You can either be a fountain or a drain.
Introducing...The Fountain. A story about how an artistic friendship led to building a business together.
Hello everyone!
It's a beautiful sunny day in Portland. I hope wherever you are, you're finding meaningful ways to connect with your work and body.
I've been deeply immersed these past months with Kimberly King Parsons as we finalize our new digital membership platform for creative awakening: The Fountain! Watching it come together has been remarkable. In creating this platform, we've become audio engineers, website builders, product designers, and guided visualization script writers. Most wonderfully, we've expanded our understanding that when we unite with others in aligned ways, we can create work we couldn't have made alone.
Something magical happens when we bring something to life that didn't exist before. That's always been one of my greatest joys in writing books. While this project differs greatly, it has felt artistic throughout—challenging in all the right ways and genuinely transformative. The moment we opened the door to this idea, the details came flooding in.

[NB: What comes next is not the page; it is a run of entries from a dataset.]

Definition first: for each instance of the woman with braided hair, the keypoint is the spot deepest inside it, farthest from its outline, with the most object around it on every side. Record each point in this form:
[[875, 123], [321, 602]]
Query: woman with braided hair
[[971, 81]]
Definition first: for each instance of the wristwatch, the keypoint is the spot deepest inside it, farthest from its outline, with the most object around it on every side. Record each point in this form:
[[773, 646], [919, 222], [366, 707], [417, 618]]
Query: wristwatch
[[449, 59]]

We joked that we were making The Fountain by using The Fountain. But it was true! We had to dig deep and answer whether we truly believed we could bring something like this forward. It would have been easy to give up or postpone indefinitely, but we felt there was a reason this idea was knocking at our door. This doesn't mean we never doubted—it means we got to witness our practice working in real time. We kept going.
Our Creative Partnership
Kim and I started teaching together a few years ago. We had been in an ongoing artistic conversation for awhile that felt enlivening and full of discovery. We noticed that we did a lot of things similarly, but often came at them from opposite thought systems. Yet the systems were interrelated. We started calling our perspectives “macro” (me) and “micro” (Kim). We put together fiction courses based on these ideas, knowing that we wanted to blend craft with the less talked about emotional experience of being a writer in the world.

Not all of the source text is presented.